This was of some interest to me because I have been getting the horizontal bars, so I did a lot of research and some testing.

My camera has a nominal sync speed of 1/200 and I am using Britek PS-200 and PS-250 strobes which have a flash duration of 1/1500s. My interest was because I noticed a significant difference when firing just one strobe with a radio trigger and using the built-in optical slaves on the others against having radio receivers on all of the strobes. This was of some interest to me because I have been getting the horizontal bars, so I did a lot of research and some testing.

I did some testing and worked out that my curtain speed (the time from the curtain starting its travel to the time it finishes) is 1/300s, which allows just 1/600s of the shutter being fully open for the flash to trigger and complete its cycle. I'm assuming that the camera triggers the flash immediately after the front curtain is fully open. If you take into account the lag on the wireless trigger, say about 1ms, and using the rated shutter speed of 1/200, the radio-triggered triggered flash will have just completed its cycle when the second curtain starts to move.

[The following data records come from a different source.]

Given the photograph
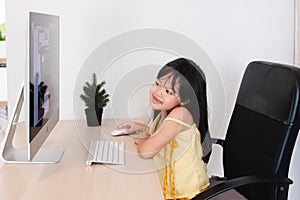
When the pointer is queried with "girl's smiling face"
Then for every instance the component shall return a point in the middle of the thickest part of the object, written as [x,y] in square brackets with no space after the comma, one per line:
[163,95]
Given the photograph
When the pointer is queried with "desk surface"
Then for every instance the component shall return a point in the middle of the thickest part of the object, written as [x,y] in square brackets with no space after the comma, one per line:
[71,178]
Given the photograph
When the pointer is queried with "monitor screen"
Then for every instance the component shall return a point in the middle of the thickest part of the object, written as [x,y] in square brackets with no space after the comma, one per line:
[39,95]
[43,77]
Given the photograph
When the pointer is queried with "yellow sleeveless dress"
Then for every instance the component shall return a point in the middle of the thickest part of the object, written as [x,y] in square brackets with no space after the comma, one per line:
[181,170]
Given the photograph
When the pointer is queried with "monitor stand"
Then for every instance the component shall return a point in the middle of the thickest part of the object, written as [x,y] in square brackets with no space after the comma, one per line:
[10,154]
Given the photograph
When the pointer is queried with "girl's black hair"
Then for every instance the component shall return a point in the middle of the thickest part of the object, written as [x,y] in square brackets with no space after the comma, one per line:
[192,90]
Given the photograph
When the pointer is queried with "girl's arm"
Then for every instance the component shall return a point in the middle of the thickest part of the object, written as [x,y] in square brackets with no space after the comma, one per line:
[164,134]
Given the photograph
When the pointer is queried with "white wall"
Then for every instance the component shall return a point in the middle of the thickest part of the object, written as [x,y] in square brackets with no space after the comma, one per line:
[232,33]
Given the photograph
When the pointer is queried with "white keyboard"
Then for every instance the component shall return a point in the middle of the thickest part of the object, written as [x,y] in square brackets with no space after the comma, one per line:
[107,152]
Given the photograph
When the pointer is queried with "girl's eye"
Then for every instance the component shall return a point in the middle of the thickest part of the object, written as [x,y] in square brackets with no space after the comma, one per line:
[170,92]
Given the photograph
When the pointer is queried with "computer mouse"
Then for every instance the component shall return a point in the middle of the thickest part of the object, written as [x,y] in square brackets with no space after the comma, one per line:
[118,132]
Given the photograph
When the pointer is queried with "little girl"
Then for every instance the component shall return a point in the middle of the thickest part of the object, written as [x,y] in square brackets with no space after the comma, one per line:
[178,98]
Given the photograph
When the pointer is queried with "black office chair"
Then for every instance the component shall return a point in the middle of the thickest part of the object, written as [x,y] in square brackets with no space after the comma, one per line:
[261,135]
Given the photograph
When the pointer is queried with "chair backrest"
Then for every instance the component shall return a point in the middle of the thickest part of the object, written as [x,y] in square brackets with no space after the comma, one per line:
[263,127]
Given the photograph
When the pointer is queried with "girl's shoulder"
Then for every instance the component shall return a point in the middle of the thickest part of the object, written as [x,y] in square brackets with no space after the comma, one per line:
[181,114]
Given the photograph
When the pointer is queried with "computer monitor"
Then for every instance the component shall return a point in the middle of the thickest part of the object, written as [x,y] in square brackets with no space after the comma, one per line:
[40,94]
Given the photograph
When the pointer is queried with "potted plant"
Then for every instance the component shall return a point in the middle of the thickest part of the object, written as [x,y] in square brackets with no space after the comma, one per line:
[95,98]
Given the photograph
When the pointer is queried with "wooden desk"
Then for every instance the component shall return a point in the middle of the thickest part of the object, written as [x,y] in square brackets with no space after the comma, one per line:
[72,179]
[3,103]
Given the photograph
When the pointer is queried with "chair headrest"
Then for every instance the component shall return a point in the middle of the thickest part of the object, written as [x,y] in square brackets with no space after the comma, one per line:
[271,89]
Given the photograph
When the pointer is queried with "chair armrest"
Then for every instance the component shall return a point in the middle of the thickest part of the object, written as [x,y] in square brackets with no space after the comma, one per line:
[236,182]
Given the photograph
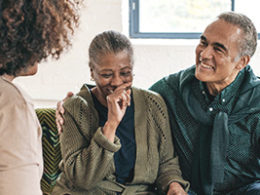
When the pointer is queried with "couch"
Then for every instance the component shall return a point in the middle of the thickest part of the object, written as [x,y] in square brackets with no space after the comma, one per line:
[51,148]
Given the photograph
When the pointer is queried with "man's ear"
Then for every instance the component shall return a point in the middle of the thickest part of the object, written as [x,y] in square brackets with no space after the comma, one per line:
[91,73]
[243,61]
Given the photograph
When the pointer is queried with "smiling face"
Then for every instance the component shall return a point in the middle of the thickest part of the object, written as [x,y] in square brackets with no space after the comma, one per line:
[217,56]
[112,71]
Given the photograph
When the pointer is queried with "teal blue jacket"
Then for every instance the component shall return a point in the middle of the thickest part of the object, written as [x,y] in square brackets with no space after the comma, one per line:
[216,138]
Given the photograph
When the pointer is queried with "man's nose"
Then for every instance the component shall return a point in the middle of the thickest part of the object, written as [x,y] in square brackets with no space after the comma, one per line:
[206,53]
[116,80]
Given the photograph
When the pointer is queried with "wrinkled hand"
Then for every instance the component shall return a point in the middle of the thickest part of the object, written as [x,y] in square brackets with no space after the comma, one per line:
[117,103]
[176,189]
[60,111]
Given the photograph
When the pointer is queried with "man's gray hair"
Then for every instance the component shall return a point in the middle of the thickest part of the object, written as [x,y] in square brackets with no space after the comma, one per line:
[248,42]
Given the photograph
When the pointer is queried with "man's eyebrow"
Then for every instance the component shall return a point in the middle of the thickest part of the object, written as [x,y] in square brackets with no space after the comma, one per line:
[220,45]
[202,37]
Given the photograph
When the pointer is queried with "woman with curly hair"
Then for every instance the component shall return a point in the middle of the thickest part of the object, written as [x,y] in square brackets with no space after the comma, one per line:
[30,31]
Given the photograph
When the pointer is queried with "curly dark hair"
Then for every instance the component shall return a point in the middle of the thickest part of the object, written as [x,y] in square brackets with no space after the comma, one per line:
[32,30]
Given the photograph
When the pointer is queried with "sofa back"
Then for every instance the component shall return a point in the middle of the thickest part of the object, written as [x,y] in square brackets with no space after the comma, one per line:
[51,148]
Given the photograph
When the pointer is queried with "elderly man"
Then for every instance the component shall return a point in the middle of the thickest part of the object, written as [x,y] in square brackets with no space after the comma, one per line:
[214,109]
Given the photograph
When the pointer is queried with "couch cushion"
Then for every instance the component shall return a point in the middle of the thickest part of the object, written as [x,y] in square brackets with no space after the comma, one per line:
[51,148]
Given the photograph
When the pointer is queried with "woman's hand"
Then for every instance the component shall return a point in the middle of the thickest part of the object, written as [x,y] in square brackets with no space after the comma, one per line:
[60,111]
[117,103]
[176,189]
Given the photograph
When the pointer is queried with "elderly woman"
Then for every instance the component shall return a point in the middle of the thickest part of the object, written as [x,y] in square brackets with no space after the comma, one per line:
[30,32]
[116,138]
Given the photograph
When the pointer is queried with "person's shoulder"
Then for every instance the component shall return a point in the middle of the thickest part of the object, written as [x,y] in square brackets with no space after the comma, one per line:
[149,95]
[10,94]
[172,81]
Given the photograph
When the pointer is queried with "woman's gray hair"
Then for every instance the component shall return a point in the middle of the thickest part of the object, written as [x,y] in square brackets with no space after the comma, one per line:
[248,42]
[109,42]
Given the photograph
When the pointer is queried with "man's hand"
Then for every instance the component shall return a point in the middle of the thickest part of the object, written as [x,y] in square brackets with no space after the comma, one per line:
[60,111]
[176,189]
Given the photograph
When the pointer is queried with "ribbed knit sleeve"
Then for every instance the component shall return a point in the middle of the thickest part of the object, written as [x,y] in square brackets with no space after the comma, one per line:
[87,154]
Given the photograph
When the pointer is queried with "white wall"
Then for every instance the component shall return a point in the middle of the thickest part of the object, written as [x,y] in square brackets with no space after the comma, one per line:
[153,58]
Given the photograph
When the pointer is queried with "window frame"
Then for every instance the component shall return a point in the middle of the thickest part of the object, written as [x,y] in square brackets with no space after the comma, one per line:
[134,31]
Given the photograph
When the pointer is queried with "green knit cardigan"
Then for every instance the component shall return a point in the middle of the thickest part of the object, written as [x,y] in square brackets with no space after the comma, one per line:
[88,163]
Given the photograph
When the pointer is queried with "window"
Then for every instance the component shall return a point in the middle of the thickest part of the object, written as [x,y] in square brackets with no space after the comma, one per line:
[183,19]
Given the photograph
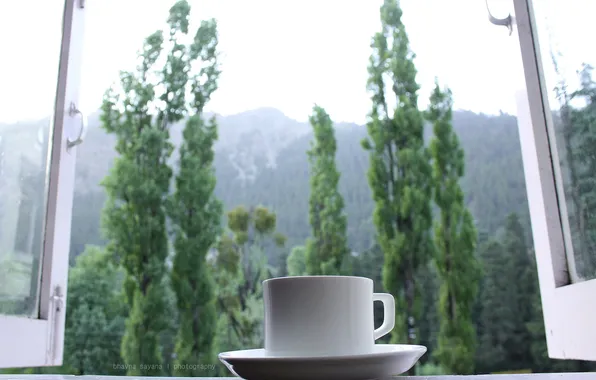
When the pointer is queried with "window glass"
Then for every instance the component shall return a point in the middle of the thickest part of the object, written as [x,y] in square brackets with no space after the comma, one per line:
[563,30]
[28,81]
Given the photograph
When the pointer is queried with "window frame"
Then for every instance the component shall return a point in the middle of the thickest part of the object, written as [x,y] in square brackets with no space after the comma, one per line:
[569,309]
[37,342]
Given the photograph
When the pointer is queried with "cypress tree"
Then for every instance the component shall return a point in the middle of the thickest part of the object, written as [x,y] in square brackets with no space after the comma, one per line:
[194,210]
[455,243]
[399,173]
[326,252]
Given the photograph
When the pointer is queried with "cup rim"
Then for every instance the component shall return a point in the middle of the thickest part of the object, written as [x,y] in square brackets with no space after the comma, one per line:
[316,277]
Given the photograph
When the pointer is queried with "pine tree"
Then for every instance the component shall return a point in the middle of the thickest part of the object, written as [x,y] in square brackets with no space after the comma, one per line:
[497,311]
[455,243]
[399,173]
[523,290]
[195,212]
[139,113]
[296,262]
[583,130]
[327,250]
[95,315]
[240,266]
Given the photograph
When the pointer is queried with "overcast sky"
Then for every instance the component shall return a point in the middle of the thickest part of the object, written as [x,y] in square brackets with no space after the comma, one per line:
[287,54]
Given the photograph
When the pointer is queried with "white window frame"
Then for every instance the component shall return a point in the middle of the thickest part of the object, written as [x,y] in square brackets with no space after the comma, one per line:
[37,342]
[569,308]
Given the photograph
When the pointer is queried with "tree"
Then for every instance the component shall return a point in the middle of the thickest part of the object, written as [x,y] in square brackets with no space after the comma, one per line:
[240,265]
[327,251]
[497,312]
[296,263]
[455,243]
[524,288]
[139,112]
[194,210]
[508,295]
[583,122]
[399,173]
[95,315]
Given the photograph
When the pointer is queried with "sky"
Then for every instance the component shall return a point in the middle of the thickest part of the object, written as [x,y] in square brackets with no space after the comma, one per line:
[287,54]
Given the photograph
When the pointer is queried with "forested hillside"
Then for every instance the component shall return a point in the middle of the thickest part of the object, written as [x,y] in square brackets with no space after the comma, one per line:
[179,215]
[261,159]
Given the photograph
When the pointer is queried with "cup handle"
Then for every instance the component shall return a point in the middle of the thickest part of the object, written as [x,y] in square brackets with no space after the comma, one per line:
[388,314]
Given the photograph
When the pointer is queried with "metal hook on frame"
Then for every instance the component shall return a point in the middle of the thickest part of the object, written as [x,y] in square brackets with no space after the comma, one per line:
[507,21]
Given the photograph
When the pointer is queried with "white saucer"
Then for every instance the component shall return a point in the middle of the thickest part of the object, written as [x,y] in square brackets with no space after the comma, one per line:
[386,360]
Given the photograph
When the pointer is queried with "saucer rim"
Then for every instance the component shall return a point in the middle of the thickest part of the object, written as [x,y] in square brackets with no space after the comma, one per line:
[409,349]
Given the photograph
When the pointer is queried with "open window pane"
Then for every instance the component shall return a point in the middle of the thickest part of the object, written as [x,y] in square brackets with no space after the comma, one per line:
[39,125]
[554,125]
[564,33]
[28,97]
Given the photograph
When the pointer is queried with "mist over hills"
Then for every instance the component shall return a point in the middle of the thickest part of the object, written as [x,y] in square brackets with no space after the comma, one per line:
[261,159]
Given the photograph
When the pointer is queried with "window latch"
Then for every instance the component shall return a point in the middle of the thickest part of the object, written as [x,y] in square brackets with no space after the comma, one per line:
[507,21]
[56,307]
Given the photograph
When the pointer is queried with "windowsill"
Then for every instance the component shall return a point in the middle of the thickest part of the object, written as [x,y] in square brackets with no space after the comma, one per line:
[533,376]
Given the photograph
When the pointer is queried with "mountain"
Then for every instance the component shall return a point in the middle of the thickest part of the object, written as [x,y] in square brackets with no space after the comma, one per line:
[261,159]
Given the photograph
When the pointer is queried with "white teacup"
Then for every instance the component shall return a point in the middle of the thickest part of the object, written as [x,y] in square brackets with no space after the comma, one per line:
[323,315]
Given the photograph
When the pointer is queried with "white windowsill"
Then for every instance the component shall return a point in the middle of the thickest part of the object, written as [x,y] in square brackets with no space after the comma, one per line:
[534,376]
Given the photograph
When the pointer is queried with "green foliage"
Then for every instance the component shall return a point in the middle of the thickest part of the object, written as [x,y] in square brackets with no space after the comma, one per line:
[581,164]
[399,170]
[509,293]
[430,369]
[455,243]
[296,264]
[15,282]
[240,265]
[95,315]
[138,112]
[326,252]
[194,211]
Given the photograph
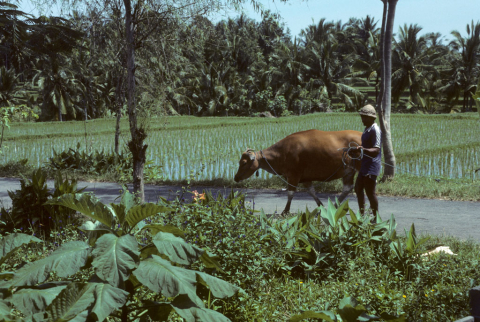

This means that however fast the optical slave triggers are, even if they respond within 60 microseconds (as Carl suggests above) you will get unequal exposure because the second curtain has started to close before the rest of the strobes have finished their cycle. The problem is that using a mixed trigger system induces a lag that is the sum of each type.

As a result, my recommendation would be not to mix radio and optical triggers if you are trying to get the fastest shutter speed you can out of your system. All radio or all optical. As an aside, the bigger, more powerful strobes usually have a longer flash duration - up to 1/500s or longer - which would theoretically make the problem worse, although I don't have any so I haven't been able to test this.